Review Article2017 Aug 29.[Epub ahead of print]

JOURNAL:Drugs. Article Link

Dual Antiplatelet Therapy Duration: Reconciling the Inconsistencies

Costa F, Windecker S, Valgimigli M. Keywords: dual antiplatelet therapy duration; recurrent ischemic events; bleeding events; stent thrombosis

ABSTRACT

Dual antiplatelet therapy (DAPT) prevents recurrent ischemic events after an acute coronary syndrome (ACS) as well as stent thrombosis (ST) in patients with prior stent implantation.
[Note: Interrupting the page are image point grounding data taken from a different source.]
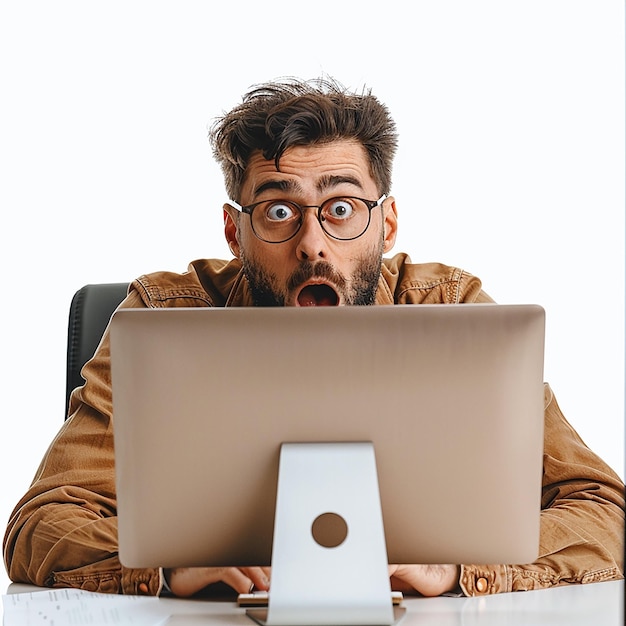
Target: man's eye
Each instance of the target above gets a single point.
(339, 210)
(279, 212)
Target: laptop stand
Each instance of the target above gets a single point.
(329, 557)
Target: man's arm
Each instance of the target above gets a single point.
(582, 519)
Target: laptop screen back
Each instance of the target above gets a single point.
(451, 396)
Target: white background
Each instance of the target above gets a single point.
(511, 165)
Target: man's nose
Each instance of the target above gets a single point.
(312, 241)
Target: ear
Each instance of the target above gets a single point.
(231, 229)
(390, 223)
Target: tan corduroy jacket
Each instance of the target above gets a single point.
(63, 532)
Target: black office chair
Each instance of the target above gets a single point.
(90, 312)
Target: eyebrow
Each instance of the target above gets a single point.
(325, 182)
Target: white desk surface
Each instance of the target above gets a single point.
(597, 604)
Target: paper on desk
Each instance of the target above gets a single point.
(73, 607)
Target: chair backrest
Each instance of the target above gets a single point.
(90, 312)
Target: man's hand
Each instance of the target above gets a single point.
(186, 581)
(428, 580)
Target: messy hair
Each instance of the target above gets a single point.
(278, 115)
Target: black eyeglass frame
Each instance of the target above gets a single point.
(370, 204)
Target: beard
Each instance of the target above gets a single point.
(359, 289)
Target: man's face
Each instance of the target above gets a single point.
(311, 268)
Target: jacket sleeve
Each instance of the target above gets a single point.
(63, 532)
(582, 519)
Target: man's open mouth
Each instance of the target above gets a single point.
(317, 295)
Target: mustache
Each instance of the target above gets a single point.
(322, 269)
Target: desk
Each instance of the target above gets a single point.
(598, 604)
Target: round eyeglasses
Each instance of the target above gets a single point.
(343, 218)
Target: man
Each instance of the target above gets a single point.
(308, 169)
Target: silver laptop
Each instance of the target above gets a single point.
(449, 396)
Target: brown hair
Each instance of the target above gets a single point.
(275, 116)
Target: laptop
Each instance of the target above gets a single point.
(449, 397)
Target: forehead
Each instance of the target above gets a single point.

Nevertheless, these benefits are counterbalanced by a significant bleeding hazard, which is directly related to the treatment duration. Although DAPT has been extensively studied in numerous clinical trials, optimal treatment duration is still debated, mostly because of apparent inconsistencies among studies. Shortened treatment duration of 6 or 3 months was shown to mitigate bleeding risk compared with consensus-grounded 12-month standard duration, without any apparent excess of ischemic events. However, recent trials showed that a >12-month course of treatment reduces ischemic events but increases bleeding compared with 12 months. The inconsistent benefit of a longer DAPT course compared with shorter treatment durations is puzzling, and requires a careful appraisal of between-studies differences. We sought to summarize the existing evidence aiming at reconciling apparent inconsistencies among these studies, as well as thoroughly discuss the possible increased risk of fatal events associated with long-term DAPT. Benefits and risks of prolonging or shortening DAPT duration will be discussed, with a focus on treatment individualization. Finally, we will provide an outlook for possible future directions in the field.